Species trends in genetic variation support distinctive evolutionary histories as well as an own adaptive potential, which is signalled by the different ecological preferences. The higher genetic diversity in candidate genes observed in N. obliqua might be related to its ability to occupy a wider geographical range along precipitation gradients in Patagonia (longitudinal range of N. nervosa and N. obliqua are 71.40° W–71.19° W and 71.40° W–70.57° W, respectively). Over time, different adaptive variants might lead to fixation within each species following their physiological optima (i.e. water use efficiency, Varela et al. 2012), and potentially may even increase genetic divergence. Differential responses along their environmental distribution ranges may explain a genetic control that shapes species’ expressed traits (e.g. Bourne et al. 2017). A greater number of genes and populations within species would allow us to delve deeper into intraspecific divergence, to better elucidate how adaptation occurs.

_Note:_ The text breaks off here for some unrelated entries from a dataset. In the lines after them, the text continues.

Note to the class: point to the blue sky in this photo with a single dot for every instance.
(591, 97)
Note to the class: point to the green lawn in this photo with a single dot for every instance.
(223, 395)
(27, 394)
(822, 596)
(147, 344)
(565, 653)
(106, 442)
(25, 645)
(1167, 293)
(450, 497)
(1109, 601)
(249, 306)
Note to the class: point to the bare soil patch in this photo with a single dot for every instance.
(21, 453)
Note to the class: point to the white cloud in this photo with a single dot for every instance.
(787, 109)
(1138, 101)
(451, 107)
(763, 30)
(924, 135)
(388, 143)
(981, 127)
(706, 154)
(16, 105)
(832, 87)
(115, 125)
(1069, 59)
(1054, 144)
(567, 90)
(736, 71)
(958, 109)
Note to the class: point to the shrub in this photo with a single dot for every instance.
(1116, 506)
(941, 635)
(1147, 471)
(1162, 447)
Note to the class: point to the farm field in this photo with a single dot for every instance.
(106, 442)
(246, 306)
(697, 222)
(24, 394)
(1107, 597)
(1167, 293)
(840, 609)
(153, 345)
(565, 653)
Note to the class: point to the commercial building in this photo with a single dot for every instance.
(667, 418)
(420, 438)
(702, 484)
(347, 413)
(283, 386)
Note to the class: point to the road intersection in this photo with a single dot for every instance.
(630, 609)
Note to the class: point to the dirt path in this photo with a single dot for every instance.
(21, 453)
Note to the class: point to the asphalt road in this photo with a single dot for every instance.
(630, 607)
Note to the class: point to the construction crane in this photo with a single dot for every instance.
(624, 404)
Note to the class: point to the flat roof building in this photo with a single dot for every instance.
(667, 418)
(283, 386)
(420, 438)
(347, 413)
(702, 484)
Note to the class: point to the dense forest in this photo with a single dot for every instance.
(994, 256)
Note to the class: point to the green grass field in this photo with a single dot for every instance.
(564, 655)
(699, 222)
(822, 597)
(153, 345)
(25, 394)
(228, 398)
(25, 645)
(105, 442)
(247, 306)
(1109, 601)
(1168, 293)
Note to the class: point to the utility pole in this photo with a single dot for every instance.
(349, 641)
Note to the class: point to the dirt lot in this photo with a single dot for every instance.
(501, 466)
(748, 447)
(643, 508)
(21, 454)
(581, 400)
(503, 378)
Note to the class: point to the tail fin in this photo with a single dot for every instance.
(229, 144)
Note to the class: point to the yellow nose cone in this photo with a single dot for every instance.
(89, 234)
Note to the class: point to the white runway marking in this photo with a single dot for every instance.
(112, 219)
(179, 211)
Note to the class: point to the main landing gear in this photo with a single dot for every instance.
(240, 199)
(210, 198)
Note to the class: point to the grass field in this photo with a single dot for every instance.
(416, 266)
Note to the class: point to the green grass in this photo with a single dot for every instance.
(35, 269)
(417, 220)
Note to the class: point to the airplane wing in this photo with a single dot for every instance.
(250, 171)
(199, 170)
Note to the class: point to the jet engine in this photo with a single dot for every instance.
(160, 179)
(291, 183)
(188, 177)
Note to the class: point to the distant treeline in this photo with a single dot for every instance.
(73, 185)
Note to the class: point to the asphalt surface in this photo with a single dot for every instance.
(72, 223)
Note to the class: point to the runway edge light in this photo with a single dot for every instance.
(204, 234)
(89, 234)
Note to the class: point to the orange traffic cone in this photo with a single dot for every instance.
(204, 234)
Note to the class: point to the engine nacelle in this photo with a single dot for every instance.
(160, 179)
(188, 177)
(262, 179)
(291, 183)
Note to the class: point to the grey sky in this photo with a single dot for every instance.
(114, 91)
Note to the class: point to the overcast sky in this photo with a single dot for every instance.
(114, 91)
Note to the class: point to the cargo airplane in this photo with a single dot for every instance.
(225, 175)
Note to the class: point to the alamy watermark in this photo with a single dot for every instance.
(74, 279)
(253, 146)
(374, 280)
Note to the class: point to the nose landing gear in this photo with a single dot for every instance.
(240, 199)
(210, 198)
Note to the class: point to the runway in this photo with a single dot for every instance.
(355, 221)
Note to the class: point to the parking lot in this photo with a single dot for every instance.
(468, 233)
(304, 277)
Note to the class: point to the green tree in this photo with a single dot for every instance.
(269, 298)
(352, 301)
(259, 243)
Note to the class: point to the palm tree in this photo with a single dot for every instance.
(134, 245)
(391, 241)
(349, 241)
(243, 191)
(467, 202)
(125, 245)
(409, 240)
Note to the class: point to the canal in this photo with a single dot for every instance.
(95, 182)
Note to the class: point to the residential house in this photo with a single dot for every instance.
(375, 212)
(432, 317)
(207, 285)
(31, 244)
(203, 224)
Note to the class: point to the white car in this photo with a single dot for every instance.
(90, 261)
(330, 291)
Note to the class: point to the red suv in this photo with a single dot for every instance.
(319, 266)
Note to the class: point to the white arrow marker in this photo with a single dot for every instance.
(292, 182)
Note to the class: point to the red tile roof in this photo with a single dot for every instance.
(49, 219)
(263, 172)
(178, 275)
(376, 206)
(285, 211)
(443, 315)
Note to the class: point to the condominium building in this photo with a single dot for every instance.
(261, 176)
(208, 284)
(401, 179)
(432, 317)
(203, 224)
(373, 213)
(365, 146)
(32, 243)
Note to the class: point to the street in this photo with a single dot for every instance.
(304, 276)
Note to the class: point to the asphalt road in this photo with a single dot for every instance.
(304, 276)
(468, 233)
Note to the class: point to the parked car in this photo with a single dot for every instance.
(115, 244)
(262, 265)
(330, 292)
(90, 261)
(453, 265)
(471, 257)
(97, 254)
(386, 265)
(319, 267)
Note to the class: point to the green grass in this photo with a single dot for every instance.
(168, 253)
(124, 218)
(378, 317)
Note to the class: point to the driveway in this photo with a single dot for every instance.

Strategies for adapting to environmental changes include local adaptation, plasticity, or distributional shifts along climate gradients (e.g. Aitken et al. 2008). Moreover, colonizing new and more suitable habitats might reduce extinction risk. Particularly in Nothofagus species, which have limited seed (e.g. Rusch 1987) and pollen dispersal (e.g. Marchelli et al. 2012) and low seedling recruitment and sapling survival (e.g. Cuevas 2002), populations’ resilience and recovery might be compromised. Although these factors may reduce the likelihood of succeed, local adaptation is still possible. Considering species’ ecological characteristics, future suitability predictions suggest a better outlook for N. obliqua than for N. nervosa, reflecting different tolerance levels to the severe climatic conditions expected (Marchelli et al. 2017). Additionally, ecological niche modelling of N. pumilio predicts the retraction of forests in the westernmost portions of its current distribution range (Soliani et al. in prep.) threatening border populations.

5 Conclusions

Species’ genetic trends at neutral markers and signs of population expansion in functional regions (unimodal mismatch distribution, negative D and Fs coefficients), probably associated to re-colonization, highlights the fact that footprints from the recent past are still deeply imprinted in Nothofagus gene pools. The correlation of genetic diversity with precipitation, and signs of balancing selection in outlier candidates, constituted preliminary evidence of gene regions functionally related to key responses of trees inhabiting environmental gradients. Candidate genes evaluated here could be part of the multiple loci that mediate adaptation to drought stress and modulate plant fitness in these species. We have taken a first step towards understanding how selection acts on the precipitation distribution range of South American Nothofagus. This knowledge could provide a base for inferring future species behaviour in the context of adaptation to changing environmental conditions. In addition, this information is essential to delineate current conservation, mitigation or management plans.